Du sursis pour des millions de Français. En effet, alors que près de 50% des foyers français devaient ne plus pouvoir souscrire une offre internet avec l'ADSL à partir du 31 janvier 2026, ils viennent d'obtenir un sursis d'un an.
Fin de l'ADSL : déjà les premiers couacs
C'est un caillou dans la chaussure d'Orange. Annoncé en 2023, devenu réalité en janvier 2025, la fermeture du réseau cuivre et la fin de l'ADSL était un plan titanesque qui se déroulait (à peu près) sans accroc. Jusqu'à hier et la publication d'un article publié par le journal Le Monde.
Intitulé "Internet : le retard de l’arrivée de la fibre optique oblige Orange à reporter la fermeture commerciale de son réseau ADSL", cet article assure que le plan de fin de l'ADSL connaît des difficultés dans sa mise en œuvre.
Officiellement, la date de fin de l'ADSL n'a pas bougé, elle reste fixée en 2030.
Dans un peu plus de 160 communes (lot 1), il n'y a déjà plus d'ADSL. Et, à la fin du mois, ce sera le cas dans 835 autres communes (lot 2). Jusque là, tout va bien. C'est après que ça se gâte.
En effet, à en croire un fichier excel mis à jour par Orange le 19 décembre 2025, le calendrier de la fermeture de l'ADSL est bouleversé dans 25% des communes. C'est à dire que dans 8029 communes, sur un total de 33918, ce qui représente près de 23 millions de locaux, la fermeture commerciale de l'ADSL, qui devait avoir lieu le 31 janvier 2026 a été repoussée au 31 janvier 2027.
Concrètement, cela veut dire que les abonnés de ces villes et villages peuvent encore souscrire une offre internet avec l'ADSL jusqu'au 31 janvier 2027 au lieu du 31 janvier 2026 initialement prévu.
Le détail des communes concernées par le report de la fermeture commerciale de l'ADSL :
| Lot | Communes totales | Communes reportées | Foyers concernés par le report |
|---|---|---|---|
| Lot 3 | 2138 | 41 | 173 064 |
| Lot 4 | 6835 | 563 | 2 900 402 |
| Lot 5 | 10480 | 2496 | 6 681 229 |
| Sans lot | 14465 | 4929 | 13 170 032 |
| Total | 33918 | 8029 | 22 924 727 |
Pourquoi le chantier de l'ADSL prend du retard ?
Initialement, le chantier de fermeture de l'ADSL devait se terminer en 2030. Désormais, il n'est plus possible de dire quand il va se terminer. Car si la fermeture commerciale de l'ADSL est repoussée d'un an dans un peu plus de 8000 communes, on peut légitimement penser que la fermeture technique du réseau cuivre va également être repoussée dans un certain nombre de communes.

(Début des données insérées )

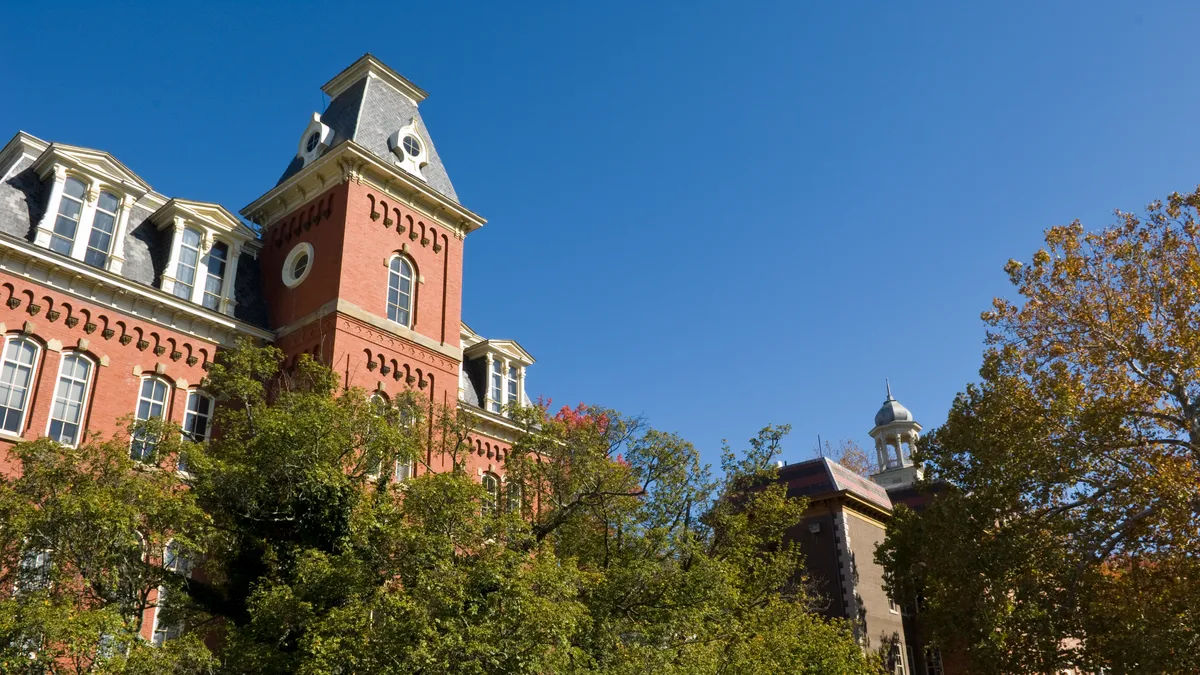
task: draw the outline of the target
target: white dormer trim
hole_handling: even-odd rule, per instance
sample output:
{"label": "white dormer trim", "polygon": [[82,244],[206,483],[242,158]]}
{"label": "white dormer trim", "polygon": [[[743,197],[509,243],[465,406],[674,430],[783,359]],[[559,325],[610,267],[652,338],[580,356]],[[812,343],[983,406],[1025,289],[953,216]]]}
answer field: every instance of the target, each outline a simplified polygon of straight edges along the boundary
{"label": "white dormer trim", "polygon": [[[316,143],[310,148],[309,140],[314,134],[317,137]],[[297,146],[296,156],[304,162],[304,166],[308,166],[331,145],[333,145],[333,129],[321,122],[320,114],[313,113],[308,126],[304,127],[304,133],[300,135],[300,145]]]}
{"label": "white dormer trim", "polygon": [[171,253],[167,259],[167,267],[162,275],[162,290],[175,295],[175,285],[178,283],[179,259],[183,251],[183,235],[186,230],[194,230],[200,234],[199,257],[196,261],[196,272],[192,279],[191,293],[185,298],[197,305],[204,304],[205,281],[208,268],[205,260],[214,244],[225,244],[227,254],[225,259],[225,274],[221,279],[221,293],[217,311],[227,316],[233,316],[237,300],[234,299],[234,288],[237,284],[238,260],[242,251],[257,254],[261,244],[254,232],[242,224],[232,213],[219,204],[195,202],[186,199],[172,199],[162,208],[155,211],[150,220],[156,223],[159,230],[170,227]]}
{"label": "white dormer trim", "polygon": [[32,164],[34,172],[50,183],[50,199],[46,211],[38,221],[34,243],[50,248],[51,233],[62,206],[63,188],[68,178],[74,178],[86,186],[83,209],[71,245],[70,257],[83,260],[88,241],[92,236],[92,225],[96,219],[96,202],[100,193],[108,192],[119,201],[116,225],[105,260],[104,269],[120,274],[125,264],[125,232],[129,226],[129,214],[139,199],[150,193],[150,186],[107,152],[77,148],[52,143]]}
{"label": "white dormer trim", "polygon": [[[409,147],[405,143],[407,138],[416,139],[417,154],[413,155],[409,152]],[[417,119],[414,117],[409,120],[408,124],[400,127],[400,129],[392,132],[387,140],[388,150],[391,150],[396,166],[404,169],[408,173],[425,180],[425,174],[421,173],[421,169],[429,164],[429,143],[417,130]]]}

Et si Orange est contraint de retarder l'échéance, c'est parce que Laure de la Raudière, la présidente de l'Arcep, l'autorité de régulation des télécoms a prévenu : "la fermeture du réseau ADSL ne peut pas être conduite sur une commune sans que la fibre n'ait été déployée complètement".
Nicolas Guérin, secrétaire général d'Orange a beau jeu de dire que l'opérateur "prend le parti d'appliquer strictement le recommandations de l'Arcep", il n'en reste pas moins que si Orange est contraint de prendre cette décision, c'est que le chantier du déploiement de la fibre a pris du retard, trop de retard.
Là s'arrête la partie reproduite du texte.